Chase Knighton called his anti-bullying program "Rally," and his teacher is crediting him with using technology in a positive way. The students do a lot of their school work using a Google account, and Knighton created a shared Google document where students can support each other.
"Kind of just to cheer everyone on and help them feel good about themselves," Knighton said. "Someone just wrote, 'I passed the test!' And I wrote back, 'Nice job.' "
Knighton's sixth grade teacher, Charlotte McGee, said she loves her class at Shelley Elementary because she feels that her students are all on the same team.
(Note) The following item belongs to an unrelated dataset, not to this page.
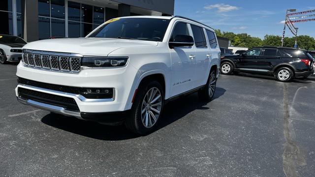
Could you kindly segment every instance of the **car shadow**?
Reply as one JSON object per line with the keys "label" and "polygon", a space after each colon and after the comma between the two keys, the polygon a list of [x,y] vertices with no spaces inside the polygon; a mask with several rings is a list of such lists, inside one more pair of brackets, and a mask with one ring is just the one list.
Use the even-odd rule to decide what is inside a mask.
{"label": "car shadow", "polygon": [[[224,88],[217,87],[212,100],[223,95],[225,91]],[[158,122],[154,132],[174,122],[195,110],[210,109],[206,106],[209,101],[200,101],[199,100],[197,94],[195,93],[169,102],[164,107],[163,116]],[[54,113],[43,117],[41,121],[49,126],[64,131],[100,140],[120,141],[139,137],[129,132],[124,125],[103,125]]]}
McGee said that Knighton's online encouragement program has helped contribute to that feeling.
"He (Chase) has chosen to create this 'online community,' if you will, to help those in his class really come together and build that community," McGee said.
McGee emphasized the importance of teaching young students how to interact online.
"It's a place where I as a teacher help my students at their young age learn how to be appropriate online and make good choices on the Internet and how to interact with people there in a positive way," she said.
Principal Peggy Crandall said she encourages teachers helping students learn online etiquette at an early age because even in elementary school, cyber bullying is a problem.
"There have been times when I have had to remind students about cyber bullying, using technology of some sort to harass or tease or taunt someone else," Crandall said. "So it was so exciting to see someone with that refreshing idea of, 'What if we used technology to celebrate successes or to share concerns and then get support?' "
Knighton's idea was recently recognized by the Alpine School District, and after just a few weeks, he believes that "Rally" is working.
"Just people feeling down like something happened out of school and once they get to school, everybody cheers them up," Knighton said. "It's a positive influence."